Numerical Gymnastics Redux

Remember in my last post when I described that the reference encodings in the MPEG-1 audio conformance suite were stored as a list of 32-bit hex numbers in ASCII format? I just thought I would mention that that was only for the layer I encodings. The layer II encodings, for whatever reason, only have 1 byte per line in ASCII format. The layer III encodings are in a proper binary form, however.

Anyway…

Now that I am confident that the root mean square (RMS) tests pass, I need to decide how to store the samples and in which numerical precision and format the RMS will be computed. At first I reasoned that, since the 24-bit integer, 32-bit integer, and 32-bit float precisions all yielded passing results, any should work. However, before I got enough precision in the FFmpeg output, the 32-bit float precision failed where the other 2 still succeeded. This leads me to believe that the 32-bit float space would be the best precision to work with.

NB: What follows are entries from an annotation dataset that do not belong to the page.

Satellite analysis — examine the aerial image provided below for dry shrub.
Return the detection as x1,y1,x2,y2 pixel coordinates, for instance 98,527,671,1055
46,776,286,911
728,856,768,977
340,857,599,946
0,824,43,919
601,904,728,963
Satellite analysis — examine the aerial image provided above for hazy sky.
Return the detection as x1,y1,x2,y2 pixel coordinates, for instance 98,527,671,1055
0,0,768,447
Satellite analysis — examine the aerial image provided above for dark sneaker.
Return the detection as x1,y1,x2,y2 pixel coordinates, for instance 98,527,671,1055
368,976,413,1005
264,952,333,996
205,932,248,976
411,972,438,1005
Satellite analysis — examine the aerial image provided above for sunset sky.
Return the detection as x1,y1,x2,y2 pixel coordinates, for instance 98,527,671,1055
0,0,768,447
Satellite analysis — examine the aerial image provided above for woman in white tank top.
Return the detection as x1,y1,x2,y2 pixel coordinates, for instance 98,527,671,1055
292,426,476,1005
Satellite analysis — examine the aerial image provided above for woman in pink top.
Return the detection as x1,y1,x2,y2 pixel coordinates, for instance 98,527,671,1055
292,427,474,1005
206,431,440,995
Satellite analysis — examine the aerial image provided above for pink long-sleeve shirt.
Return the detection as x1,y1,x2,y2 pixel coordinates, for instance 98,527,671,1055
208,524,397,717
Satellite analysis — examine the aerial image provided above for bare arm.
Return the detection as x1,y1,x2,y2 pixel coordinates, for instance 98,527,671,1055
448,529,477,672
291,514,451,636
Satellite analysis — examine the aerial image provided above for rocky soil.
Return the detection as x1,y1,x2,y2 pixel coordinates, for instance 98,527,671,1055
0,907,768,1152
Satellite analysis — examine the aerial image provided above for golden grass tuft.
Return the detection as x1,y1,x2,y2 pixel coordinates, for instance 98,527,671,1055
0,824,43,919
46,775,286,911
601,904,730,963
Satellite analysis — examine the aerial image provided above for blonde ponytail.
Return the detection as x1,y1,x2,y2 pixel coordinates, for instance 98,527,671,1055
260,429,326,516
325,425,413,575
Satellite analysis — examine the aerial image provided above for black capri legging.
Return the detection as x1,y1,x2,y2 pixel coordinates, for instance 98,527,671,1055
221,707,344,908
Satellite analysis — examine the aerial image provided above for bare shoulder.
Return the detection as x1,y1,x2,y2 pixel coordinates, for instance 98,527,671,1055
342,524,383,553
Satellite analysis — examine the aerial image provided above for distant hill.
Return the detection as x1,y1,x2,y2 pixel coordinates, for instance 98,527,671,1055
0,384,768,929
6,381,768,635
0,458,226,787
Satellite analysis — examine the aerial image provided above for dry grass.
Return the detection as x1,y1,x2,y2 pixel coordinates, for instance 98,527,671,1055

However, some tests reveal that either I’m doing something wrong, or FFmpeg has a bug in which it flips sign on individual samples when converting to a floating point format. My money is on the former (i.e., my mistake). However, I then realized that there is really no reason to ask FFmpeg to output floating point data from its various MPEG-1 audio decoders since they are all decoding to integers anyway. However, I do need to perform some configuration rework in order to compile FFmpeg in such a way that it will output 32-bit precision integers via configuration option vs. manual hacking.

So my proposed testing process for the MPEG-1 audio conformance vectors is the following:

  • patch FFmpeg to allow for a –enable-audio-long configure option that will allow audio decoders to output higher precision audio (only applies to MPEG-1 decoders right now)
  • convert all of the encoded samples to proper binary files
  • convert all of the conformance vectors to s32le raw format; while this is 33% more data than is strictly necessary, I think it will be easier to process chunks of 32-bit data vs. 24-bit
  • stage the encoded samples and reference waves in the formal FATE suite
  • modify fate-script.py to honor a new command in the form of {RMS,$SAMPLES_PATH/wave-n-ref.s32le,37837.0} $BUILD_PATH/ffmpeg -i $SAMPLES_PATH/wave-n.mpg -f s32le -; the first parameter of the RMS special directive is the file of raw, 32-bit, signed, little endian data against which the command output must be compared, while the second parameter is the RMS threshold not to be exceeded (in this case, 232-15 / sqrt(12) = 37837, see last entry for explanation)
  • enter new FATE test specs

Now that I write it all out, however, I realize that it is not strictly necessary to get FFmpeg modified to output higher precision numbers since the 16-bit numbers, scaled up, will pass the 24- or 32-bit thresholds, per my empirical findings. This makes me wonder if I should store and read the data as 32-bit integers (and enable high precision from FFmpeg), but then convert the numbers to floating point for the RMS calculation. The performance impact would be negligible (getting all the numbers lined up in arrays still takes longer than doing floating point ops on them), and the test would be stricter and conceivably catch more problems. Then again, it may have been a math error on my part that caused the floating point test to fail while the 24- and 32-bit tests worked.

One more stipulation I (may) need to make in the final test: The reference wave always has considerably more samples (e.g., 65536) than FFmpeg decodes (e.g., 37632). I have been performing RMS along the length of the shorter wave and the test has been meeting threshold. I still don’t know if this is a discrepancy to worry about, but at the very least, I think I should add a provision in the ad-hoc {RMS} method that the decoded wave has to be at least half as long as the reference wave.